On Monday, the Seattle Metropolitan Chamber of Commerce released a poll and proceeded to spin the findings to promote their long-time agenda of increasing police spending and seeking to make homeless people disappear by confiscating their tents. The Seattle Times editorial board was all too happy to pile on and had an editorial ready to go early Monday morning based — working off with an advance copy of the poll and a preconceived narrative, it would seem.
“These findings should be a cold-water shock to any political leader still deluded that the city’s degeneration has escaped voters’ ire,” Seattle Times publisher Frank Blethen and his editorial board cohorts wrote. “The poll adds to evidence that people aren’t looking away from the persistent tent encampments under Interstate 5 and in Woodland Park, the closure of Little Saigon fixture Seven Stars Pepper Szechwan Restaurant or the drug-centric lawlessness plaguing grimy downtown streets.”
The numbing power of Szechuan peppers may have helped Blethen weather the pain, but he’ll have to look elsewhere. It’s tough being heir to an oligarchic dynasty living in a hellscape of degenerates who just won’t pull themselves up by their bootstraps or inherit a fortune like he did.

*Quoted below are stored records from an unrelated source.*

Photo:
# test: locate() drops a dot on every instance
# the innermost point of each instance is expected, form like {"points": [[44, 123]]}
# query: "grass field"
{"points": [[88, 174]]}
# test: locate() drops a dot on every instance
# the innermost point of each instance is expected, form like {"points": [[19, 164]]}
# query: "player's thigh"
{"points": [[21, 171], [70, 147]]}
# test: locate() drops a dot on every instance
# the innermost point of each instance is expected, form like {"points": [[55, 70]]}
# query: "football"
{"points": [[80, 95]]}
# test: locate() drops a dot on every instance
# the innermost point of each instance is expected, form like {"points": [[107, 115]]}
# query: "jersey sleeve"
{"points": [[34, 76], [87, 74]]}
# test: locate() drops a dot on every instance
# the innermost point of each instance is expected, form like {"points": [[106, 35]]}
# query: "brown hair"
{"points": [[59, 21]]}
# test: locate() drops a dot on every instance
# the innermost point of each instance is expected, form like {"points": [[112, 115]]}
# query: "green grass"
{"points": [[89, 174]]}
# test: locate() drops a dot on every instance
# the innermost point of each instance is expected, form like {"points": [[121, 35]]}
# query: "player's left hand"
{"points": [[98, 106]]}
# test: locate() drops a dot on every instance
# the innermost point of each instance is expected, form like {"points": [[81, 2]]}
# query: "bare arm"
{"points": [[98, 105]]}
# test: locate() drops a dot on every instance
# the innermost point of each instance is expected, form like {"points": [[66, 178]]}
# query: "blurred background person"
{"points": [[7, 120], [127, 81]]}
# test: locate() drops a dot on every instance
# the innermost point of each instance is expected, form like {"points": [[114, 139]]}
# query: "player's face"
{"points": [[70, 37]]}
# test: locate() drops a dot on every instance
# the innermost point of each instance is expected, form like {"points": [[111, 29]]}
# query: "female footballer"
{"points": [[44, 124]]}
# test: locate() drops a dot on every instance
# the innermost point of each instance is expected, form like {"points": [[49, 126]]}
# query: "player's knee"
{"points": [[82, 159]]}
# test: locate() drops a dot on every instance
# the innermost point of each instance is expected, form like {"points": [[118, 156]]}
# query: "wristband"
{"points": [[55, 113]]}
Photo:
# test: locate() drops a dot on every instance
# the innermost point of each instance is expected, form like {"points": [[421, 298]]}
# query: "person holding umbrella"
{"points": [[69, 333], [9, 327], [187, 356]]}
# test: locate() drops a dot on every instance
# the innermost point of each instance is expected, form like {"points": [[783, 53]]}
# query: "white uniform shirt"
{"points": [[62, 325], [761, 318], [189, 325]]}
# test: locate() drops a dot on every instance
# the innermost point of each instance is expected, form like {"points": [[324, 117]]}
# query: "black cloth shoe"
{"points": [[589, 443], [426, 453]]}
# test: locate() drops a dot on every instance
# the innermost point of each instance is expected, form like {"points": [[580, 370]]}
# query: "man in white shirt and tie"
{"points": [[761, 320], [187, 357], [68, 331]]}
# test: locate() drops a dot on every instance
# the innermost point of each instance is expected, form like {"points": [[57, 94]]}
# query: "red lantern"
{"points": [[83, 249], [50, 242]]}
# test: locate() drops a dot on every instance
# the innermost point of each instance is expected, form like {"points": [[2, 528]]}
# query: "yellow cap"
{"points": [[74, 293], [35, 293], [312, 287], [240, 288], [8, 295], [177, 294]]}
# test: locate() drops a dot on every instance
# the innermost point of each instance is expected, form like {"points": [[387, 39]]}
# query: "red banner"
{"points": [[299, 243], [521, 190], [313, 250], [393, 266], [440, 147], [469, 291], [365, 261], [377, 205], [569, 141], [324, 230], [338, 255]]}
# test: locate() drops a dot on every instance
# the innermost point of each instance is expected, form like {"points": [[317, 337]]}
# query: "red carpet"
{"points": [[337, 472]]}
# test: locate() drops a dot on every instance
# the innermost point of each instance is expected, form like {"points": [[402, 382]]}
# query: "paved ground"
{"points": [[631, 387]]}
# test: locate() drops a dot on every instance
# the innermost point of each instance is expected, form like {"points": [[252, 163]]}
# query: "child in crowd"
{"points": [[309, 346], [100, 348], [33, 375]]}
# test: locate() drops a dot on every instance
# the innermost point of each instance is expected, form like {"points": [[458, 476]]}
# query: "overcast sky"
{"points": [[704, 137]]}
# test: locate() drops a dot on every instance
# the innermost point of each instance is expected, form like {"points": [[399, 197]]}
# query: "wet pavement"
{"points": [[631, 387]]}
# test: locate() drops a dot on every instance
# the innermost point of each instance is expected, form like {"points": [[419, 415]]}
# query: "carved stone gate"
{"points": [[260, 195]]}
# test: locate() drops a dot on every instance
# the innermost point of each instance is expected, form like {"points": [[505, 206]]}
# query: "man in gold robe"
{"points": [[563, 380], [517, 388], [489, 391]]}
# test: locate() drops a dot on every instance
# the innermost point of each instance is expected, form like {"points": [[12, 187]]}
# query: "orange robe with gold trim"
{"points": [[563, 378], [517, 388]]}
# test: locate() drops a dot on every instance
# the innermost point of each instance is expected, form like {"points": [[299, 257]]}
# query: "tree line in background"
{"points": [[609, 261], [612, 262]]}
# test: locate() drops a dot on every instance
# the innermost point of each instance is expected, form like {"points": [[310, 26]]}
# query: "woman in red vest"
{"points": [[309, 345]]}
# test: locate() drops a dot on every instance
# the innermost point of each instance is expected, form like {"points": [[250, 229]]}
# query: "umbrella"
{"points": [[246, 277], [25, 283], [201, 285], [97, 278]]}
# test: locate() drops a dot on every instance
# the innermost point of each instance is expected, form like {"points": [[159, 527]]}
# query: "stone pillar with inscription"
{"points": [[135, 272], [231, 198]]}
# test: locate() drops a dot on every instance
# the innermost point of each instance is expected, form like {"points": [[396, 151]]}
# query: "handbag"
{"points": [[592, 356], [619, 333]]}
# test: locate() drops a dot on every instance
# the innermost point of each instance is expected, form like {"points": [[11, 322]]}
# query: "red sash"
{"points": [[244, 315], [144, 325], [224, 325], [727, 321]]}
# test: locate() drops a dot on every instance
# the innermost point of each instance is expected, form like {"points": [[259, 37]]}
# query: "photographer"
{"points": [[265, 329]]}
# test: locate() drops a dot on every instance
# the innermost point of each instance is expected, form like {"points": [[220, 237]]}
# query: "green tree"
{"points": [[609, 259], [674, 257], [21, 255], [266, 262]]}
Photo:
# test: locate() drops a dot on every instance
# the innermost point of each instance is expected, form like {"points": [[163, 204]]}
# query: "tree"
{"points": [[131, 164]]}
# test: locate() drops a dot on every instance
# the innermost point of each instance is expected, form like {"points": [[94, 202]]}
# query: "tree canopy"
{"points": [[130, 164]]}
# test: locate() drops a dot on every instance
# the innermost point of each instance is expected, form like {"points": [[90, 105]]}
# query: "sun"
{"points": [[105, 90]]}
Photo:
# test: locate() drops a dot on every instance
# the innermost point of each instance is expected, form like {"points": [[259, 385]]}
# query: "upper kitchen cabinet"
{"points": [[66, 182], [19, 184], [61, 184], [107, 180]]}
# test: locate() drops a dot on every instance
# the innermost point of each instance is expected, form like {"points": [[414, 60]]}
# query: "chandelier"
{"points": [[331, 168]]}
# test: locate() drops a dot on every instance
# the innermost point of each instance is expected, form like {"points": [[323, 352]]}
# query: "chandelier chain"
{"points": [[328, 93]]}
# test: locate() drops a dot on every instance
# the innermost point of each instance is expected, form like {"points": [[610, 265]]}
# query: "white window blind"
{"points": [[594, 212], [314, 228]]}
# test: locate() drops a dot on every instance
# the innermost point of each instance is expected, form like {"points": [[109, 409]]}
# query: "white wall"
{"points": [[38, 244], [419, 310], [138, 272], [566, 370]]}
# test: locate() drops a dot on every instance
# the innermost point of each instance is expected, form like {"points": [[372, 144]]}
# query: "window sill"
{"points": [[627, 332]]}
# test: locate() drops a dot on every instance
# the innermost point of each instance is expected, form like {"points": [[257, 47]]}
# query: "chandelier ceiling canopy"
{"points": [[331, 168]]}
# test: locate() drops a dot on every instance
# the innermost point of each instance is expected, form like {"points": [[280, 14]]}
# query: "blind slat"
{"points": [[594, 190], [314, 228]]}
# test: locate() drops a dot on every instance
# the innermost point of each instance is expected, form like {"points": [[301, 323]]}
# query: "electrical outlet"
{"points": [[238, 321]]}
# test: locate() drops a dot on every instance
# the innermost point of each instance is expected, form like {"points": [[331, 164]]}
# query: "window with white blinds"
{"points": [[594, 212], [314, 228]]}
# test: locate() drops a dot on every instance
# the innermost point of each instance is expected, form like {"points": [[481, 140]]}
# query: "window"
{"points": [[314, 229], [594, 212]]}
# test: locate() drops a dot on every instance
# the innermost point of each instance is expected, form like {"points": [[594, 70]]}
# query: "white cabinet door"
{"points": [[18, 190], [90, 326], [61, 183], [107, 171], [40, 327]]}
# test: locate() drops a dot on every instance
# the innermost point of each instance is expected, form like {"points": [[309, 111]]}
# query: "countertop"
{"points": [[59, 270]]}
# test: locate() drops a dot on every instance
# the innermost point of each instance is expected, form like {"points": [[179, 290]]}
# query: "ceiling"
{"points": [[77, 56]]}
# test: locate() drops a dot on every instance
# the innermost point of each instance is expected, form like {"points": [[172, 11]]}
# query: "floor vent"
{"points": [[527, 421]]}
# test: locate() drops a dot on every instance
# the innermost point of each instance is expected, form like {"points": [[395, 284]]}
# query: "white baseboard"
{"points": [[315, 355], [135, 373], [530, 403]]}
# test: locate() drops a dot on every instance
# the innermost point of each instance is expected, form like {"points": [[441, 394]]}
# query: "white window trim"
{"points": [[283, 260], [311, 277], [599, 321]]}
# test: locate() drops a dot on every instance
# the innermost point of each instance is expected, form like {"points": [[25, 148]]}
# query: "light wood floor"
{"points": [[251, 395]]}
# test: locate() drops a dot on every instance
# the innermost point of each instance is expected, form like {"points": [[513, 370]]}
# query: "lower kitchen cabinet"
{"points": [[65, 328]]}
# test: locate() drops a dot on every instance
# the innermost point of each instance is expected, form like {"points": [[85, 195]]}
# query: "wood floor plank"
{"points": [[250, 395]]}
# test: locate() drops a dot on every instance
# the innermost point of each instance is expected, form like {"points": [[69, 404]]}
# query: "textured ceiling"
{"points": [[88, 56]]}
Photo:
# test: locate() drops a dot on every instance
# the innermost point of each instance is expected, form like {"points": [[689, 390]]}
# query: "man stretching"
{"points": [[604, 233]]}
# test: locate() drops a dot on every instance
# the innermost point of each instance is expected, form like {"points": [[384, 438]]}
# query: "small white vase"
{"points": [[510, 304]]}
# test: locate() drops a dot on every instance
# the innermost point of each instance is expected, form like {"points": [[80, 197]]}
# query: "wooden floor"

As convenient as it would be if encampment removals, tough talk, and positive vibes were enough to eliminate homelessness, this oft-tried policy incantation has yet to deliver. Abracadabra, we say, but alas homeless people do not disappear or magically get housed after their encampments are destroyed without enough supportive housing to shelter them. Often, they just relocate.
Overall homelessness has climbed in Seattle, even with a steady diet of sweeps early in the administrations of both Jenny Durkan and now Mayor Bruce Harrell. Aggressive measures to boost affordable housing and social services have been much slower in coming than sweeps and tough talk. Voters, however, are ready for housing solutions that drive down costs. In fact, they are increasingly considering moving elsewhere if they don’t get that relief. Crime and public safety was the second most cited reason for thinking of leaving Seattle, but most of the Chamber and Blethen conversation centered around it.

Voters overwhelming favor adding more housing near transit by a 82% to 17% margin, which is up 3% since the Chamber’s last poll. And in Seattle that’s the majority of the city. Moreover, Seattleites are supporting changes to single family zones in increasing numbers, favoring triplex zoning in most areas by a 61% to 39% margin. The only subgroup to oppose this change is people who identify as Republicans.

That shift didn’t happen because Seattleites read about it in Seattle Times opinion pages. The Seattle Times editorial board has a long history of defending single family zoning and housing exclusion. But people are feeling higher housing prices and living costs in their pocket books and appear increasingly frustrated about the lack of progress. Housing prices jumped double digits across the region this past year. Most of the Eastside has exceeded $1 million for the average home price, and Seattle isn’t far behind.